Iran sees itself as a key player in the region. Its top officials, including supreme leader Ayatollah Ali Khamenei, have regularly lashed out at Washington's military presence in Iraq and Afghanistan, saying it is fuelling terrorism in the region.

The animosity between Iran and the United States, which have had no diplomatic ties since the 1979 Islamic revolution, has surged under the presidency of Ahmadinejad, who has made Tehran's nuclear programme an issue of "national pride" and refused to abandon it.

After nearly a year of offering diplomatic initiatives, Obama in recent weeks has stepped up efforts for a fourth set of UN sanctions against Iran for continuing to enrich uranium, the most controversial part of its atomic programme.

But China, which has emerged as Iran's main economic partner in recent years and one of the UN veto-wielding power, is still insisting that diplomacy is the best option to solve the crisis.
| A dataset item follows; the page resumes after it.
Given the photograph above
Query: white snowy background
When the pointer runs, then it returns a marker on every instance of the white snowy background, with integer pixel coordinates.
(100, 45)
Obama held talks with his Chinese counterpart Hu Jintao on Monday in a bid to garner Beijing's support for sanctions.

Afterwards, Chinese foreign ministry spokeswoman Jiang Yu said China backs a "dual-track strategy" — continued dialogue with Tehran while considering the possibility of sanctions if that fails to halt sensitive nuclear work.

"China always believes that dialogue and negotiation are the best way out for the issue. Pressure and sanctions cannot fundamentally solve it," Jiang told reporters.

But she added: "The actions of the Security Council should help turn around the situation and properly solve the issue through dialogue and negotiation."

German Chancellor Angela Merkel, however, saw China's latest stance as a "positive development."

"China is now part of the process, even though we can't say clearly what the outcome will be," she said on the sidelines of a nuclear summit in Washington launched by Obama.

US State Department spokesman Philip Crowley warned that the credibility of the world powers was "at stake" when it came to Iran issue.

He said members of the UN Security Council had a "special responsibility" and "they have to make their own judgement, but we think at this point the credibility of the international community is at stake."

But Ahmadinejad remained defiant, saying the West has only two ways "either to go with the foul play that we have seen in the past, four, five, twenty years and which we don't care about. Or accept Iran and cooperate, which is better for them and for us. We do not seek any conflicts, but they cannot take a decision."

He also reiterated on Tuesday that he has written to UN chief Ban ki-Moon to "set up an independent fact-finding committee about the September 11" attacks in the United States.

"They make a suspicious incident and then cover it up, so that nobody can get into it and make an excuse out of it to come in" Iraq and Afganistan, said the hardliner who has previously dismissed 9/11 as a "big lie".

Ahmadinejad said the UN must set up the committee that can be approved by regional nations to "investigate what happened, who the perpetrator was and expose them.

"Regional nations will grab them by the neck and make their lives hell."